Note that the above molecular studies have some matches, but many of the previous data are not consistent. This can be attributed to several factors, including the immense complexity of the microbiome, inherent differences in the techniques, ethnic differences in the bioma and the small number of participants in every study. In summary, we can confidently say that there is a unique microbial niche in the chest, and breast cancer differs significantly in its microbioma signature from normal breast tissue. The details of these 2 results will continue to be rinsed in the future.

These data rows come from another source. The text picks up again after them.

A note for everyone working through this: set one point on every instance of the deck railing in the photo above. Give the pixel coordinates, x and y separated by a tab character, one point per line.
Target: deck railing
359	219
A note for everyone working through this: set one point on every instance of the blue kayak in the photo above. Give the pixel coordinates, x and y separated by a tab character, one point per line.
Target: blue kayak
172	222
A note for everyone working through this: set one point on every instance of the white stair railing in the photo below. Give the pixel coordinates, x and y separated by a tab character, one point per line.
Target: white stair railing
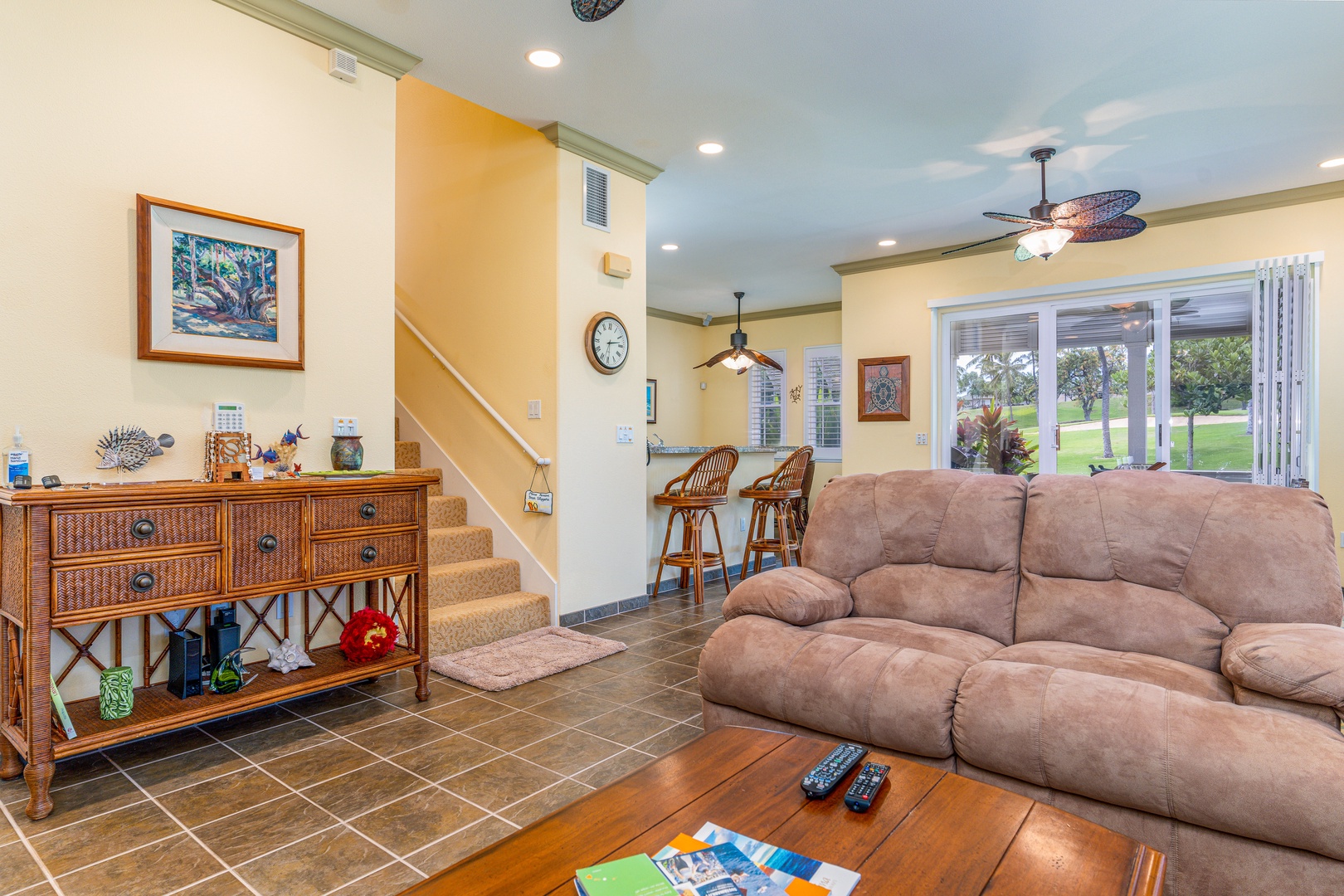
438	356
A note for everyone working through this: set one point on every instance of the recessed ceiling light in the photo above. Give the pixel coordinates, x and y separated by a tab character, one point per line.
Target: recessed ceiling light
544	58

A unique aspect of the study discussed here is that the non -sick tissue near the malignancy also housed a different flora compared to the nearby tissue in patients with BBB. That is fascinating. The presence of a change in flora, before the disease occurs, means that one day we may be able to stratify the risk of developing breast cancer based on the microbiome in the tissue. This would be a means to better determine the risk of sporadic breast cancer.

In accordance with the popular metaphor of the microbial niches of the body as ecosystems, integrative practitioners are trained in a unique way in order to improve the breast flora in the context of general health. In the model of modern reductionist medicine, individual tribes are advertised as specifically for breast health. In fact, there are numerous patented therapeutic probiotics that follow this train of thought. 8 This would be synonymous with the spread of a single plant seed or a handful of planting and the expectation that a complex and healthy ecosystem arises. While certain tribes can finally appear in research, it will always be the entire environment of the body, which must be maintained for the correct establishment of the micro environment of the breast and its microbiota.

That should not mean that the application of certain bacterial strains is never indicated. Several Lactobacillus tribes were associated with increased immune recognition, reduced tumor growth and an increased survival in rodent models of breast cancer. 9 Among them are certain tribes of l Casei , l plantarum and l reuteri . In view of which lactobacilli SPP, this is only enriched in the current study in the tissue with breast cancer. The role of the bacteria still has to be determined.

There are currently no result data in humans that indicate that there are specific probiotics that help prevent breast cancer or recurrence. In the absence of evidence, we often use our philosophically sound understanding of health and illness. In short, this can be understood as the optimization of the overall health of the organism by providing all the necessary components of elements that are interwoven in the larger landscape of life on the planet. This is certainly our best choice in connection with the microbiome of the breast.